Philip Bartlett, chairman of the Maine Public Utilities Commission, speaks with reporters at the University of Southern Maine in Portland in this July 16, 2019, file photo.

Maine utilities regulators announced Tuesday that they will delay a decision on a requested rate increase from Central Maine Power until after investigations into billing and metering issues end.

Maine Public Utilities Commission Chairman Philip Bartlett said the metering and billing case must be “thoroughly understood” before making a decision on the rate increase, saying the decision is in the interest of transparency and Maine ratepayers.

“Our experienced staff is devoting hundreds of hours to these cases, including hours spent with Maine consumers at public hearings and in assisting in the resolution of claims made by ratepayers. Mainers can be assured that their testimony will play a role in these cases,” Bartlett said.

A decision was originally due in the rate case in October, but that has been delayed until December, when a decision in the metering and billing case is expected.

CMP came under the microscope since the October 2017 wind storm, when consumers began receiving higher-than-expected electric bills. CMP has said it is working to resolve identified problems, but complaints to the utilities commission, public advocate and grassroots consumer groups persist.

At the same time, the company has asked the commission to raise its distribution rate as much as 10.65 percent. That’s about $5 per month added to an average residential customer’s bill for using 500 kilowatt hours a month.

The commission held three public hearings last month about CMP’s proposed rate hike and the billing and metering issues. A hearing in Portland on July 16 was sparsely attended, but drew vocal critics of the utility.

In reviewing CMP’s rate and revenue requirements, the commission’s hearing examiners proposed that the utility’s profit level be decreased with a “management efficiency adjustment” for ongoing poor service that started in 2016.

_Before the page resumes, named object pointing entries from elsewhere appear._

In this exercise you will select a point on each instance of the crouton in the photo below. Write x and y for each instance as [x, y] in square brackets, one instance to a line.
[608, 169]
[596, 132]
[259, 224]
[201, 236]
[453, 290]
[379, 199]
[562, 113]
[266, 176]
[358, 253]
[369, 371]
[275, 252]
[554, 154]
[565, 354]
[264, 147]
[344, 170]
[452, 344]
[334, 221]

Commission staff in February recommended that CMP be penalized for its poor customer service performance by having its allowable profit cut $4 million to $6 million annually, according to the commission. Despite CMP’s rebuttal to the recommendation, the commission’s staff reaffirmed its recommendation in June. A final decision is pending and could affect the potential rate hike, commission spokesman Harry Lanphear told the BDN last month.